Canadian Group Says Adult Content Related to Child Violence

Jeff Berg
KELOWNA, British Columbia — The Canadian Institute for Education on Family released a new study this week that calls for increased government involvement in the adult entertainment industry even though it says there is no causal relationship between viewing adult content and engaging in deviant behavior.

The study, undertaken after a Canberaa, Australia-based hospital reported that cases of “sexually abusive behavior” in children had tripled within the last three years, said that a survey of research found no causal effects between the adult entertainment business and “sexually deviant behavior.” Researchers, however, did say that they found strange correlations between the two and recommended government actions to fix the problem.

Though Joan Irvine, executive director of Adult Sites Against Child Pornography, agrees that adult entertainment is not meant to be viewed by children, she said she disagrees with the assumption that the adult industry should be blamed.

“Adult entertainment is by and for adults,” Irvine told XBiz. “It is not intended to be viewed by children. If children are viewing it, it is the fault of the parents who should be monitoring their children’s Internet activities, just as they should do with their television viewing.”

Irvine also takes issue with the study’s position on pornography and its use as both a tool of arousal by pedophiles and in inducing pedophilic behavior.

“It’s interesting to note that, contrary to common assumption, at a meeting with law enforcement, an agent stated that they very rarely find adult entertainment images on the computer or in the home of someone arrested for child pornography,” said Irvine. “They only find pictures of children.”

“Pedophiles are very sick individuals who will use any method to sexually abuse children,” Irvine said. “The idea that pedophiles use adult entertainment for arousal prior to abusing children is incorrect.”

Among the research referenced by the study is a 1987 report that found battered women tended to have partners that had significantly more pornography than individuals drawn from a male control group.

Also referenced in the study was a series of research conducted in 1993 that suggests children already predisposed to aggression may have a higher risk of engaging in aggressive behavior after being exposed to adult material.

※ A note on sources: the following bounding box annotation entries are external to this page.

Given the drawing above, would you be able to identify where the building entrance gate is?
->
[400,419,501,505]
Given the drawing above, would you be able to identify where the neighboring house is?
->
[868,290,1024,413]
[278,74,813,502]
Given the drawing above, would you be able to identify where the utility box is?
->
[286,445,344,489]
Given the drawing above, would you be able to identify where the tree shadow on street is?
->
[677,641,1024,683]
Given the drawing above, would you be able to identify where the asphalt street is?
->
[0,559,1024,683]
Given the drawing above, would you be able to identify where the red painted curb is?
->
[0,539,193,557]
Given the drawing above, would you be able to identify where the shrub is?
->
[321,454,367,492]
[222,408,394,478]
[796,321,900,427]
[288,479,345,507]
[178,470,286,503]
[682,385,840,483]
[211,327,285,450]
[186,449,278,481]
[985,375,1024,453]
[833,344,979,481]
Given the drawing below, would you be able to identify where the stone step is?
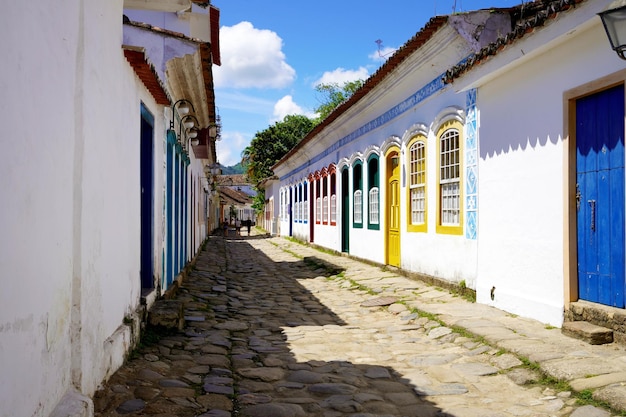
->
[561,321,613,345]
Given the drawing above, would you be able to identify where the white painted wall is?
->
[0,1,82,417]
[0,0,180,417]
[470,7,623,326]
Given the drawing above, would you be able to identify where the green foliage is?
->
[241,115,315,186]
[315,80,364,121]
[222,162,245,175]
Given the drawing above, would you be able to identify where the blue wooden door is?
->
[576,85,626,308]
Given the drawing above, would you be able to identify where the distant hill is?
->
[222,162,244,175]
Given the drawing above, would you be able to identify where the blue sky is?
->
[212,0,523,166]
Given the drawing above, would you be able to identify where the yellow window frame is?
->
[436,119,465,235]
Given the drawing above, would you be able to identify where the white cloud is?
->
[368,46,397,62]
[313,67,369,86]
[217,131,252,167]
[213,22,296,88]
[271,95,316,123]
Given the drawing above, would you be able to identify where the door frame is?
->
[379,146,402,267]
[139,103,155,289]
[563,70,626,302]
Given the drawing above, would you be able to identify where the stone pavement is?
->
[94,230,626,417]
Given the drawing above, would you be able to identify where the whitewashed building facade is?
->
[0,0,215,417]
[266,0,626,332]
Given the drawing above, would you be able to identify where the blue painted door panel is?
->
[576,85,626,308]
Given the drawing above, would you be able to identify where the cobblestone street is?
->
[94,229,626,417]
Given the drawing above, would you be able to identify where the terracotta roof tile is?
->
[443,0,586,84]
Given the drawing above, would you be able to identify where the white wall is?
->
[0,0,165,417]
[0,1,82,417]
[477,19,623,326]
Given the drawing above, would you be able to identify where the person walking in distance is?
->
[235,218,241,236]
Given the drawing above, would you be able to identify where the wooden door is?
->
[576,85,626,308]
[386,151,401,267]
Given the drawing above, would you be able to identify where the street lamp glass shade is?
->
[178,102,189,117]
[598,6,626,59]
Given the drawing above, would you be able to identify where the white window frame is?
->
[354,190,363,224]
[367,187,380,224]
[409,140,426,226]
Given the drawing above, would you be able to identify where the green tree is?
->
[241,115,316,212]
[315,80,365,122]
[241,115,315,185]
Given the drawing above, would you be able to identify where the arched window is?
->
[302,181,309,223]
[352,161,363,228]
[367,155,380,230]
[329,171,337,225]
[315,176,322,224]
[437,121,463,234]
[407,136,426,232]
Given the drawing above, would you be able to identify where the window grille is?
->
[439,129,461,226]
[368,187,379,224]
[354,190,363,223]
[409,142,426,225]
[315,197,322,223]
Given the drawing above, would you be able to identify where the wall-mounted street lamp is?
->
[178,114,200,146]
[204,162,222,195]
[598,0,626,60]
[170,98,196,130]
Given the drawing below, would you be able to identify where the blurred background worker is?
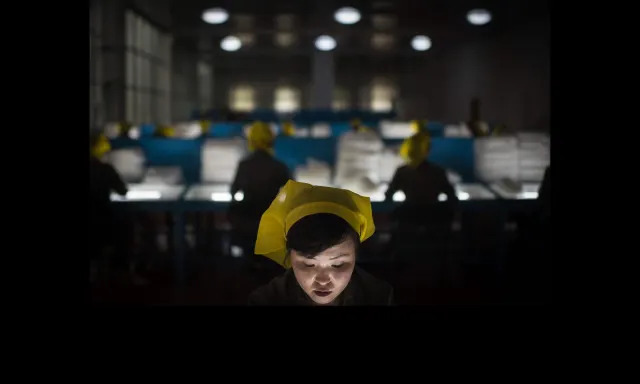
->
[229,121,291,268]
[89,134,127,279]
[386,130,457,205]
[386,131,458,266]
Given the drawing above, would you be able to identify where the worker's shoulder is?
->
[355,267,393,305]
[249,271,290,305]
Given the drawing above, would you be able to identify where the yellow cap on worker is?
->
[255,180,375,268]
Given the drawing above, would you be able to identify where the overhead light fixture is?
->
[202,8,229,24]
[467,9,491,25]
[220,36,242,52]
[391,191,407,202]
[411,35,431,51]
[333,7,360,24]
[316,35,337,51]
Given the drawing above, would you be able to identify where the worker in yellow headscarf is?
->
[249,180,392,305]
[229,122,290,267]
[410,119,429,134]
[90,133,111,160]
[89,133,131,277]
[386,131,457,204]
[247,121,275,152]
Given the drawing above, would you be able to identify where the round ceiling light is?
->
[411,35,431,51]
[316,35,337,51]
[333,7,360,24]
[202,8,229,24]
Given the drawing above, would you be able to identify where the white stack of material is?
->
[294,159,331,187]
[200,138,246,184]
[143,167,184,185]
[242,123,278,138]
[105,148,146,183]
[334,132,384,186]
[474,136,519,182]
[517,133,551,182]
[311,123,331,138]
[447,169,462,185]
[175,121,202,139]
[443,123,473,137]
[293,127,309,137]
[379,147,405,183]
[380,120,415,139]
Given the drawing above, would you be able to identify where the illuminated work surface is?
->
[111,184,185,201]
[489,183,540,200]
[184,184,244,203]
[455,183,496,200]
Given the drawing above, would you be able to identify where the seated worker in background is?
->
[410,119,429,135]
[249,180,393,306]
[229,122,290,262]
[89,134,137,278]
[467,97,490,137]
[153,124,176,138]
[349,119,369,132]
[282,120,296,136]
[386,132,458,205]
[198,120,211,137]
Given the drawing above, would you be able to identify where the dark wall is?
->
[172,17,550,131]
[398,15,550,131]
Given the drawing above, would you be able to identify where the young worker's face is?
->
[290,237,356,305]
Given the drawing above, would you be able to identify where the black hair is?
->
[287,213,360,259]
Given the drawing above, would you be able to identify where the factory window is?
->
[125,11,171,124]
[273,87,300,113]
[370,79,396,112]
[229,85,256,112]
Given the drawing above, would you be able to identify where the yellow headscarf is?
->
[282,121,296,136]
[255,180,376,268]
[248,121,273,151]
[91,134,111,159]
[400,131,431,167]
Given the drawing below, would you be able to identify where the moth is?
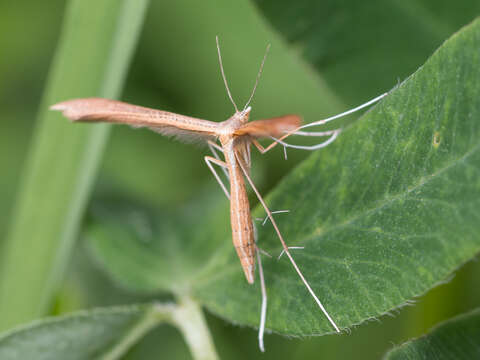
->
[51,37,386,351]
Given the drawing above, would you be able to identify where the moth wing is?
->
[50,98,218,142]
[234,115,302,138]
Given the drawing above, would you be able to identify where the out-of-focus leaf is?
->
[385,309,480,360]
[86,16,480,335]
[255,0,480,103]
[86,192,231,294]
[0,306,150,360]
[0,0,147,329]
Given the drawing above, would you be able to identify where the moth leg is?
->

The tone of the study is consistent with what adult entertainment attorney Greg Piccionelli suggested during the legal seminar at last weekend’s Webmaster Access convention in Santa Monica.

“The adult industry is going to be increasingly attacked as physically and psychologically harmful,” said Piccionelli during the seminar.

The Canadian study comes less than a week after Congress heard testimony that compared adult content with heroin.

Sen. Sam Brownback, chairman of the Commerce subcommittee on science, said he even has middle-aged male friends that limit their time in hotel rooms in order to avoid the temptation of adult pay-per-view movies.